耿老师习惯地在烟灰缸上掸着烟灰,这才发现手中的那支香烟已经烧得差不多了,曾涛连忙过去又给老师点上了一支烟。耿老师示意他继续听下去。
人最宝贵的素质是能够永远地向自己竞争,要敢于并且善于自己向自己挑战,这样才会不断地追寻一个又一个的目标,并从中得到快乐和幸福感,如果一个人总是被动地让社会逼着你去学习、劳作或创造,即使成功了,也只是暂时的,成不了大气候的。

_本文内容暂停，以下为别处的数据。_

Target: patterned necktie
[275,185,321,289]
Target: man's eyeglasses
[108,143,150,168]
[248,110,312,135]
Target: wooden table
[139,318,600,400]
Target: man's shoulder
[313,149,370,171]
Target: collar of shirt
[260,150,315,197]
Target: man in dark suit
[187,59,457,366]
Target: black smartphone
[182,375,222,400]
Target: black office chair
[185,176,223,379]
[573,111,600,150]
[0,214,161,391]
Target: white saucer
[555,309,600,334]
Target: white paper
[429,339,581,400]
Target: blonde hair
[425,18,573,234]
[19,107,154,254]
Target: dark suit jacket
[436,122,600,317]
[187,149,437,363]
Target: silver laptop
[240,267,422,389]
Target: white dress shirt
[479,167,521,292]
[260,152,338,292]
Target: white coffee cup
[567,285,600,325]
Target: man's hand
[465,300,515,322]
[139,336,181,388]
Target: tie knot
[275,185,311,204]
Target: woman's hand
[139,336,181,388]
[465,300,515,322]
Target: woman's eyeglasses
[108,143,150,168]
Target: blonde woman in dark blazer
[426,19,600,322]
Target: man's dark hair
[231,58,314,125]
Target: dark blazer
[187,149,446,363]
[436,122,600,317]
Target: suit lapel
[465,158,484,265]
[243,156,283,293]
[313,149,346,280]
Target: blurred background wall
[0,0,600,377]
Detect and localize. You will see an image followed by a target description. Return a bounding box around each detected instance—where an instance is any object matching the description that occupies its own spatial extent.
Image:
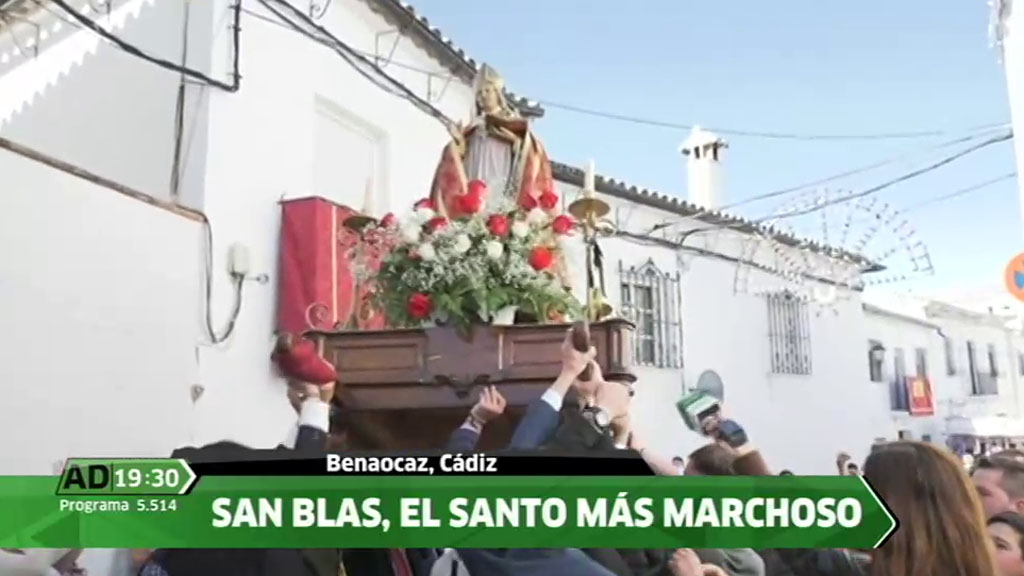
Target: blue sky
[414,0,1021,290]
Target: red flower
[551,214,575,236]
[427,216,447,233]
[529,246,555,272]
[406,292,434,320]
[459,191,483,214]
[541,192,558,210]
[487,214,511,238]
[466,180,487,198]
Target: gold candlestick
[569,175,615,324]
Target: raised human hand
[561,328,597,379]
[469,386,507,424]
[669,548,705,576]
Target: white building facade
[864,298,1024,454]
[0,0,892,506]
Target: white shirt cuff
[541,388,565,412]
[299,398,331,433]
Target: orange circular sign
[1004,252,1024,301]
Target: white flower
[526,208,548,225]
[416,242,437,262]
[413,208,437,224]
[401,223,421,244]
[485,240,505,260]
[512,220,529,238]
[452,234,473,254]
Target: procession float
[273,66,635,449]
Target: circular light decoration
[733,190,934,314]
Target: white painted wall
[0,145,203,475]
[865,294,1024,448]
[929,307,1021,418]
[187,0,472,446]
[0,0,212,205]
[559,184,889,474]
[862,307,942,443]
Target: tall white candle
[583,160,594,196]
[362,177,375,216]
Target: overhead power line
[539,100,1005,140]
[246,0,455,128]
[754,132,1014,223]
[234,7,1008,140]
[647,131,1013,237]
[47,0,242,92]
[898,172,1017,214]
[721,124,1008,210]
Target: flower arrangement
[375,180,581,330]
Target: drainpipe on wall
[1002,326,1021,418]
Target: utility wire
[258,0,455,129]
[720,124,1007,210]
[647,132,1013,238]
[47,0,242,92]
[754,132,1014,223]
[234,8,1007,140]
[539,100,999,140]
[897,172,1017,214]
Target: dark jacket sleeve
[444,426,480,454]
[775,548,868,576]
[295,426,327,452]
[509,398,558,450]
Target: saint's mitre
[473,64,505,93]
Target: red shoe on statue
[270,334,338,385]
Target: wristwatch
[583,406,611,433]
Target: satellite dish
[696,370,725,402]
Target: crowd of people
[6,327,1024,576]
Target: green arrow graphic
[857,476,899,548]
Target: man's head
[992,448,1024,462]
[971,456,1024,517]
[683,443,736,476]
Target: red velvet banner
[278,198,385,334]
[906,378,935,416]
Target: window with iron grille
[767,291,811,375]
[618,260,683,368]
[988,344,999,378]
[913,348,928,378]
[867,340,886,382]
[942,336,956,376]
[889,348,910,412]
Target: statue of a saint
[430,65,555,217]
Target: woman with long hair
[988,512,1024,576]
[778,441,998,576]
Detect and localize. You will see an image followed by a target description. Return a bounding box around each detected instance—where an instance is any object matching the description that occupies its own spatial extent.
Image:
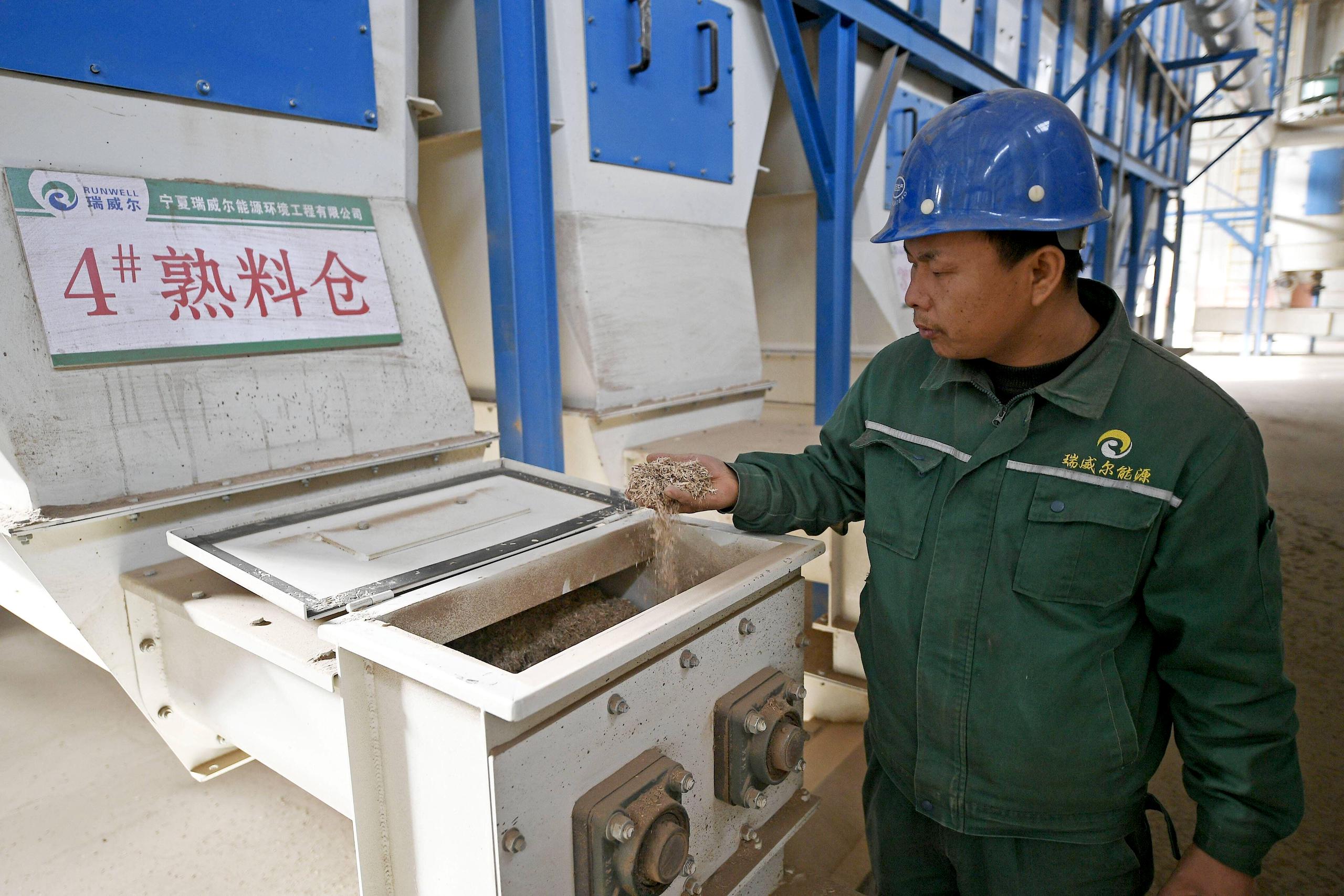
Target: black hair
[985,230,1083,286]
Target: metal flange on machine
[573,750,695,896]
[713,666,806,809]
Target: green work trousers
[863,751,1153,896]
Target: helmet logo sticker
[891,177,906,204]
[1097,430,1133,461]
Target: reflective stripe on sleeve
[1008,461,1180,508]
[863,420,970,463]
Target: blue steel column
[476,0,564,470]
[1125,175,1148,326]
[814,14,859,425]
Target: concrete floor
[0,357,1344,896]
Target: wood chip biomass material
[447,584,640,672]
[625,457,718,516]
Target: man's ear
[1023,246,1065,308]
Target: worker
[655,90,1303,896]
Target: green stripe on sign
[51,333,402,367]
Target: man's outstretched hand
[1157,846,1255,896]
[645,454,738,513]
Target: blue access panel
[583,0,732,183]
[881,87,943,211]
[1303,149,1344,215]
[0,0,377,128]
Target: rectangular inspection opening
[383,519,775,672]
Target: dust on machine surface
[0,7,821,896]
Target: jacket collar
[921,278,1135,420]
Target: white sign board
[5,168,402,367]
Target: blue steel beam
[813,14,859,425]
[1054,0,1086,102]
[761,0,835,214]
[1017,0,1043,87]
[1059,0,1166,102]
[970,0,999,63]
[476,0,564,470]
[1141,50,1255,159]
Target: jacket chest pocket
[1012,474,1164,606]
[850,428,946,559]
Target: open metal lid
[168,465,634,618]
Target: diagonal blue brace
[761,0,859,425]
[1142,50,1255,159]
[1060,0,1167,102]
[761,0,835,212]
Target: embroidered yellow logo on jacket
[1060,430,1153,482]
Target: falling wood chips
[625,457,718,516]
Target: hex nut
[668,768,695,794]
[500,827,527,853]
[606,811,634,844]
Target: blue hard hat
[872,89,1110,245]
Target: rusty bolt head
[500,827,527,853]
[606,811,634,844]
[668,768,695,794]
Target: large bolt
[500,827,527,853]
[606,811,634,844]
[668,768,695,794]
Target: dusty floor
[0,357,1344,896]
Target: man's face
[906,231,1034,359]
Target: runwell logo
[41,180,79,211]
[1097,430,1133,461]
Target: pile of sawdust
[625,457,718,600]
[625,457,718,516]
[447,584,640,672]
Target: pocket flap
[849,430,948,476]
[1027,476,1167,529]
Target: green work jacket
[731,281,1303,874]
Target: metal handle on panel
[631,0,653,75]
[695,19,719,96]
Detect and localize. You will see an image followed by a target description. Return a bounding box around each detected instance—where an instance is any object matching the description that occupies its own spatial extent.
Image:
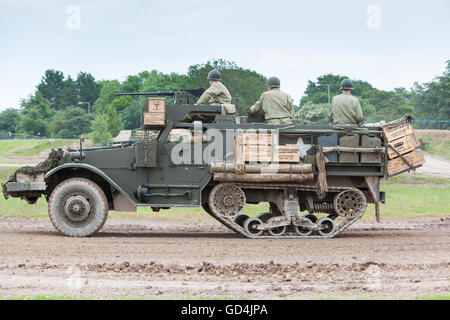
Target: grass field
[416,130,450,160]
[0,139,76,157]
[0,293,450,300]
[0,167,450,221]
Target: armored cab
[3,91,424,238]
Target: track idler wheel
[333,189,367,219]
[244,218,263,236]
[317,218,336,236]
[267,217,286,237]
[294,214,317,237]
[233,213,249,227]
[208,183,246,218]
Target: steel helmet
[339,79,353,90]
[267,77,280,88]
[208,69,222,80]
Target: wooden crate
[16,172,45,182]
[143,112,166,126]
[243,133,279,145]
[147,98,166,113]
[387,133,420,159]
[244,145,272,162]
[387,149,425,176]
[277,145,300,162]
[244,145,300,162]
[383,121,414,142]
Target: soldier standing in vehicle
[331,79,363,126]
[196,69,236,114]
[250,77,294,124]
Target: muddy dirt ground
[0,215,450,299]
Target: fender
[44,163,139,206]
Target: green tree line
[0,59,450,141]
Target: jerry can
[339,133,359,163]
[361,134,381,163]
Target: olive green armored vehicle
[2,90,424,238]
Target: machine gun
[116,88,205,104]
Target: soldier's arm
[288,96,295,119]
[250,95,263,113]
[355,99,364,125]
[196,88,214,104]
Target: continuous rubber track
[203,187,365,239]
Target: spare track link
[207,184,364,239]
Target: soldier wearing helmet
[196,69,236,114]
[250,77,294,125]
[331,79,363,126]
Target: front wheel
[48,178,108,237]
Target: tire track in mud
[0,216,450,299]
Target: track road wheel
[317,218,336,236]
[256,212,273,223]
[267,217,286,236]
[208,183,246,218]
[202,202,212,214]
[244,218,263,236]
[294,215,317,236]
[233,214,249,227]
[303,213,318,223]
[48,178,108,237]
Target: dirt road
[0,216,450,299]
[416,152,450,178]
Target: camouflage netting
[12,149,64,181]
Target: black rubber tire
[48,178,109,237]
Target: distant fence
[364,120,450,130]
[0,131,47,140]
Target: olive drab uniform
[250,88,294,124]
[331,92,363,126]
[196,81,236,114]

人在前进途中难免要遇到压力,这也没什么。有时候,这样反而会是好事情,这压力往往能使自己把那当初还只是处于朦胧状态中的意念、构思和设想清晰化、完善化,不断地丰富其内容,从而使自己更能富有信心,更能增添勇气去面对着哪怕最冷酷的未来。并在未来成功希望的激励下勇敢地面对每一片未开垦的处女地。
听说你的志向很高,而且现在可能也承受着巨大的压力。我认为:无论这些压力或者就干脆说这些嘲笑和指责对你有多么大的影响,你也应该总是坚持着走自己的路。不要轻易地放弃你的目标。一但你放弃了,那么包括你内心在内的所有嘲笑和指责都是应该的,而且也是正确的。如果你一旦成功了,即使有些人还在嫉妒、憎恨中,他们也是再无话可说了。现在你还在读书,机会很难得,你应该选择自己最想去并且也愿意去的学校,给自己定目标。通过这样的院校将来你会走怎样的路,做怎样的人都设想好,并逐步去实现它。那么你身边的一些琐事,就不会再来寻你的烦恼了。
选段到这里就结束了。